La nouvelle de la mort du jeune homme a provoqué une flambée de violences et d’affrontements entre jeunes et forces de l’ordre, au cours desquels au moins 3 personnes ont été tuées et plusieurs autres blessées. Des manifestants en colère ont incendié un commissariat, saccagé un poste de police et érigé des barricades sur le pont de la ville. Les manifestations, qui ont démarré lundi soir, ont continué encore le lendemain, mardi.
« Devant la gravité de la situation », le gouvernement a dépêché mardi matin à Kayes une « mission de haut niveau du ministère de la Sécurité » qui compte notamment le directeur général de la police nationale et l’inspecteur en chef des services de sécurité et de la protection civile, a fait savoir Yaya Sangare, le ministre de la Communication, appelant « les populations au calme ».
Idem à Bamako
Vendredi 5 juin dernier, une marée humaine a répondu a appelle du FSD-CMAS-EMK pour dénoncer la mauvaise gouvernance, les tentatives de partition du pays, les dérives antidémocratiques au plan électoral et socio-politique et la démission du président Ibrahim Boubacar Keïta. Occasion pour ces trois organisations d’exiger la démission du président Ibrahim Boubacar Keïta.

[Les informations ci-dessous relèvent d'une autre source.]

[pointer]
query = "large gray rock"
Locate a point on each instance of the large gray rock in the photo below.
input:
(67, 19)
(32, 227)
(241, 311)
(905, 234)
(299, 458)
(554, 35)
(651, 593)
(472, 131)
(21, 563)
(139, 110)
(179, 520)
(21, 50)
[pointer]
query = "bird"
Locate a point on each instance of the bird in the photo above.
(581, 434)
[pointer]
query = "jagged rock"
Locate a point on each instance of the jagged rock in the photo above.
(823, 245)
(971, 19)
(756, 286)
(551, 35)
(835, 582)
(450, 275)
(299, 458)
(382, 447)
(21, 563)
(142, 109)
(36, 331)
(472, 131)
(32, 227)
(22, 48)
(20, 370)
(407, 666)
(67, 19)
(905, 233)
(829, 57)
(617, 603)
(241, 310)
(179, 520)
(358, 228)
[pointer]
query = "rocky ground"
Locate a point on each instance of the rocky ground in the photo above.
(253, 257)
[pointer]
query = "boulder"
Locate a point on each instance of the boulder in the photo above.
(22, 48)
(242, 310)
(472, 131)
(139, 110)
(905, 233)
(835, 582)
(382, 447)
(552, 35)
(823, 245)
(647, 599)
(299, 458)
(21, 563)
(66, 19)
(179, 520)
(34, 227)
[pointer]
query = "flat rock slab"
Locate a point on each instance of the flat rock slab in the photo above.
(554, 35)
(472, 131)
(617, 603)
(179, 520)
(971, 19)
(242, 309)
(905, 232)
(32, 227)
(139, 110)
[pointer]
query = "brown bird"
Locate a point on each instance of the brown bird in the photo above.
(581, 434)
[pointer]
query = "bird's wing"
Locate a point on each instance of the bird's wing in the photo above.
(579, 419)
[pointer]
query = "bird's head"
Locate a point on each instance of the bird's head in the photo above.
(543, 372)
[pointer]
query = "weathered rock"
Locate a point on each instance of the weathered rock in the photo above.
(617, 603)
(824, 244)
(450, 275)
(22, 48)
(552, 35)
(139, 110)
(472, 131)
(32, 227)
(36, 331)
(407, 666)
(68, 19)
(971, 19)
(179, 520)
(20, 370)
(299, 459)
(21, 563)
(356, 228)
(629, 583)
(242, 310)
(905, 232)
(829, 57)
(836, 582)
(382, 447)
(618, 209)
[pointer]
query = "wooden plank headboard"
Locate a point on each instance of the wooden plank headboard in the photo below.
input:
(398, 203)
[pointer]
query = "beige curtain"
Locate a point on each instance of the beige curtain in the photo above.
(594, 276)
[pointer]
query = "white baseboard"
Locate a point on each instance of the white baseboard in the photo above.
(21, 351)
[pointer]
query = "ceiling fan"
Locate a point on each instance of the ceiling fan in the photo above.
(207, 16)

Prenant la parole, l’imam Mahmoud Dicko a rappelé que les tentatives de corruption ne lui fera pas taire contre les scandales de corruption, les arrestations arbitraires, le non-respect des textes, l’enlisement de l’insécurité au Nord et au Centre, à l’incapacité du régime de construire une armée républicaine capable d’aller conquérir l’Azawad. « Quand j’ai dénoncé cette situation, ils ont décidé de m’arrêter et m’envoyer au camp I. C’est eux qui méritent d’être envoyé au Camp I, qui doivent rendre compte au peuple », a déclaré l’imam Mahmoud Dicko, qui a durci le ton en lançant un ultimatum au président de la République.
« Cette mobilisation n’est qu’un début contre le régime IBK. Il va continuer. Je jure que si ce rassemblement ne lui sert pas de leçon, l’histoire racontera la manière dont son pouvoir prendra fin », a-t-prévenu.
A côté de lui, plusieurs intervenants ont réclamé le départ du président Ibrahim Boubacar Keïta pour son « incapacité de satisfaire les revendications légitimes de la population relatives à l’éducation, la santé, l’économie, la sécurité, l’emploi… ».
Auparavant, plusieurs quartiers de Bamako ont été secoués par des manifestations pour demander la levée pure et simple du ouvre. En effet, l’épidémie de coronavirus avait fini de créer des tensions avec ses mesures de prévention. De nombreuses personnes ont manifesté, mardi soir 2 mai 2020, un peu partout dans les quartiers de la ville de Bamako contre le couvre-feu instauré pour endiguer la propagation du coronavirus.
Les manifestants ont fait part de leur amertume et de leur «ras-le-bol» de la situation à ne pas pouvoir circuler la nuit en plus des coupures intempestives d’électricité. Blocage et barricade des routes, pneus enflammés sur les voies goudronnées, face à face avec la police, sont autant d’actes posés pour dire non au couvre-feu. Des contestataires mobilisés un peu partout à travers la ville scandaient «On en a marre du couvre-feu», «On meurt de faim ou on meurt de coronavirus ?», «À bas le couvre-feu, on sort pian !». A cela s’ajoutait aussi la frustration issue des résultats des élections législatives. Des échauffourées ont même éclaté entre les contestataires et les forces de l’ordre. En réponse aux jets de pierre et des insultes graves, les forces de l’ordre ont dispersé les manifestants à l’aide de gaz lacrymogène. Mais ces derniers se repliaient un peu plus loin et brûlaient des pneus sur la voie publique. Dans des vidéos, largement partagées sur les réseaux sociaux, on peut voir des manifestants scander des slogans dénonçant les délestages de l’EDM-SA en cette période de forte chaleur.